L went further: development, testing, and operations are three independent departments with opposing KPIs. Testing rejects; development fixes. Organisational separation.

Department isolation is independence at the organisational level. Agent adversarial design is independence at the technical level.

This gives us the formula: effective constraint = constraint power x independence.

Constraint power: replace probabilistic judgement with deterministic checks. Independence: the entity setting the constraints must not be the entity being constrained. Neither alone is sufficient.

Context-Dependent Autonomy

Xiaohui, an agent engineer at Alipay, lets AI run autonomously for six to twenty-four hours, using heuristic methods to find solutions. He does not care what methods AI uses — only whether the tests pass at the end.

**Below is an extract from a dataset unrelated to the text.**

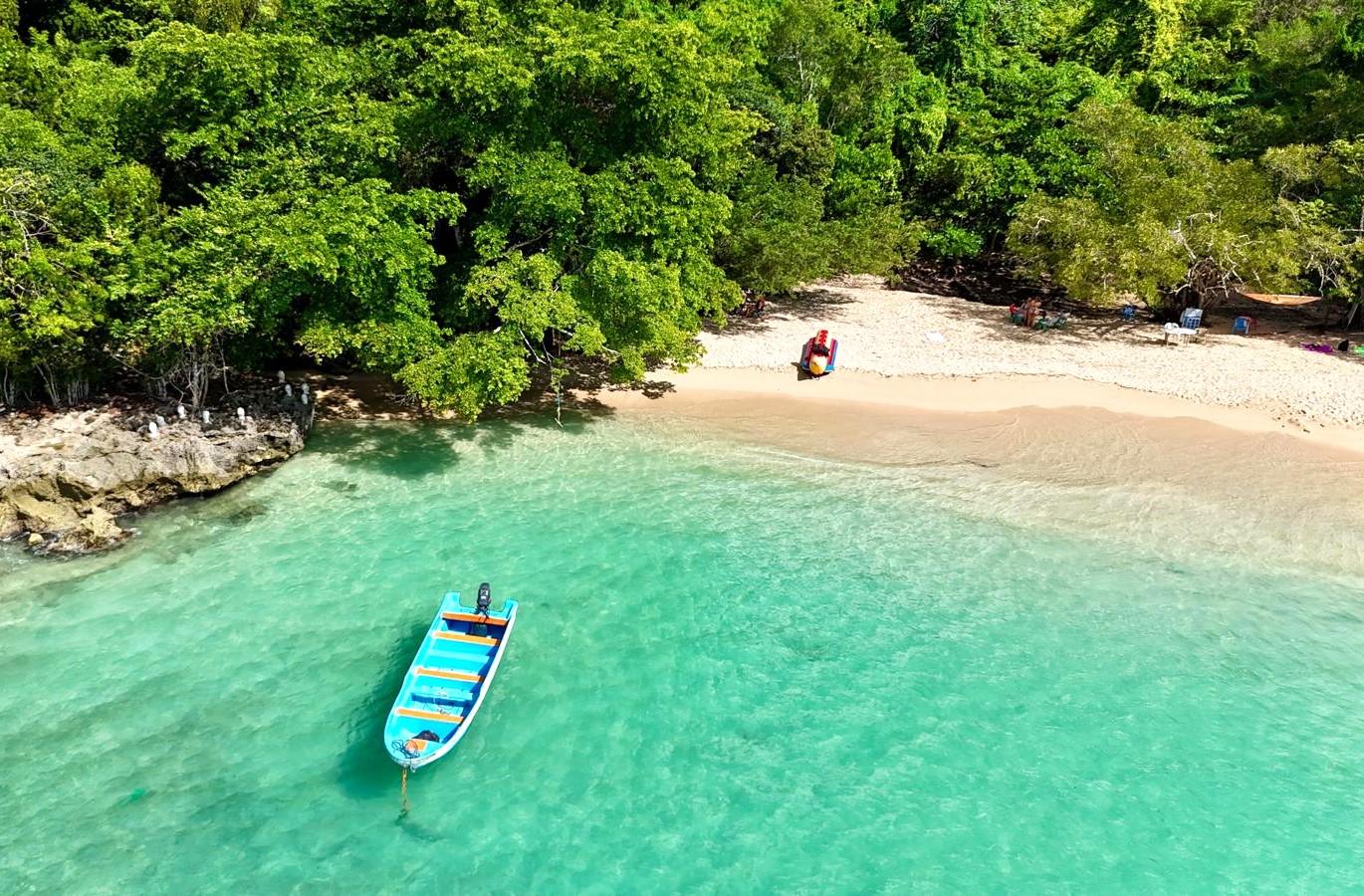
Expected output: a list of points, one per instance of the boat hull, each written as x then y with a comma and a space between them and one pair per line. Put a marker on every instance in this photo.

Xu Keqian opposes full automation at this stage, because documentation always has gaps, and things AI confirms autonomously "are more likely than not unreliable."

Two completely different approaches. One formula explains both:

AI autonomy = f(constraint completeness, cost of failure)

The more complete the constraints and the more tolerable the failure consequences, the more AI can be left alone. Where constraints have gaps and failure is costly, humans must step in. Different inputs, different outputs.

Does integration testing have value? The question is not what you call the test — it is whether it forms an effective constraint.

Should you use the BMad framework? Methodologies are vessels for principles, not the principles themselves. Changing the bottle does not change the water.

L offered a prediction: "The quality bar that finance has today will be everyone's baseline tomorrow."

Seven-layer testing. 140,000 test cases. Independent testing departments. Separate development, testing, and operations teams. These used to be luxuries only finance could afford. As AI drives development costs down, they are about to become industry standard.

A Historical Coda

SPC was born in America. Americans did not use it. Japan, where they could not afford to waste a single screw, was the first to embrace quality control — and it powered their golden thirty years of manufacturing dominance.

Right now feels a lot like then.


Originally written in Chinese. Translated by the author.